Clinical Nurse Specialist, St. George's Park, Morpeth

melanie smiling

Clinical nurse specialist Melanie Hyman has worked in inpatient services in Cumbria, Northumberland, Tyne and Wear NHS Foundation Trust (CNTW) for 20 years.

Having started in the old acute hospital at St George’s Park in Morpeth, Melanie has had a number of roles throughout her career, from male, female acute, rehab and PICU wards.

“I’ve found working in different areas allows you to grow as a nurse and develop skills,” she explained.
“Each role I have moved to I’ve done an acting role, which although you don’t need to, it did allow me to step into a new role, try it out and see if I was ready so to speak! There are always opportunities in inpatient services if you’re looking to try something new.”

After a number of roles, Melanie moved into ward management. Often known as the bridge between board and ward, Melanie hoped working as a ward manager would allow her to be influential on a different level.
She spent 10 years as a ward manager on different wards within the Trust, before wanting to go in a different direction.

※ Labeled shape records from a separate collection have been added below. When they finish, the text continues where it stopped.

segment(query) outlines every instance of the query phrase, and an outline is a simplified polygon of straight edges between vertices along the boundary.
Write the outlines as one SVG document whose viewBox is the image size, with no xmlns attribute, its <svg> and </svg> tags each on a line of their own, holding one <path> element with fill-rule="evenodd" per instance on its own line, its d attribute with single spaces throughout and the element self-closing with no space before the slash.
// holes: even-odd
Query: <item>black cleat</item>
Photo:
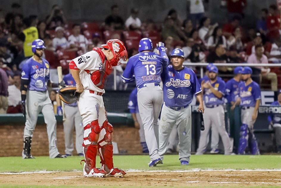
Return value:
<svg viewBox="0 0 281 188">
<path fill-rule="evenodd" d="M 35 159 L 35 158 L 32 156 L 32 155 L 30 154 L 29 155 L 28 155 L 26 156 L 25 158 L 24 158 L 24 159 Z"/>
<path fill-rule="evenodd" d="M 66 158 L 66 156 L 65 155 L 62 155 L 59 153 L 57 154 L 57 155 L 56 156 L 55 158 Z"/>
</svg>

“I was ready for a change, a more clinical focus, but knew I wanted to stay within inpatients,” she said. “It’s my passion, it’s the A&E of mental health. You’re working with people at their most unwell and learn how to support people’s recovery in a restrictive environment.

“You can make such a difference and you get to see patients return home or back to the community which is so rewarding” Always striving to progress, Melanie applied for an apprenticeship in advanced clinical practice through the University of Sunderland. Thanks to CNTW and the support of her Clinical Business Unit, she is able to do the course alongside working on the wards which will help enable services to provide nurse-led care.

The course also fits in with her desire to invest in the development of junior staff. She added: “By creating the clinical nurse specialist post within our acute inpatient service, junior staff can now see a path they can progress to from a clinical perspective, which hadn’t been done before.”

For Melanie, there are some challenges working on an inpatient ward, for example the busyness. “At times nurses can see this as having fewer opportunities to engage with patients but with some creativity and making space within daily ward routines this can be overcome. Any challenges that we face are far outweighed by the positives of working within inpatient services.

“There’s never been a day where I’ve thought I’d wished I was doing something else,” she said.

“Being able to work with patients and their families is so rewarding. People in inpatient services have often had their liberties taken away, we act as their voice and we have to let them be heard.”

Melanie has some advice for those interested in working on an inpatient ward, “I would say talk to staff and see what opportunities there are. If you’re thinking about it, let us know. There are so many different roles you can do and we will find something that plays to everyone’s strengths.

“We know no service is perfect and there are always things that we can be doing better. We welcome new staff coming in with new and innovative ideas.”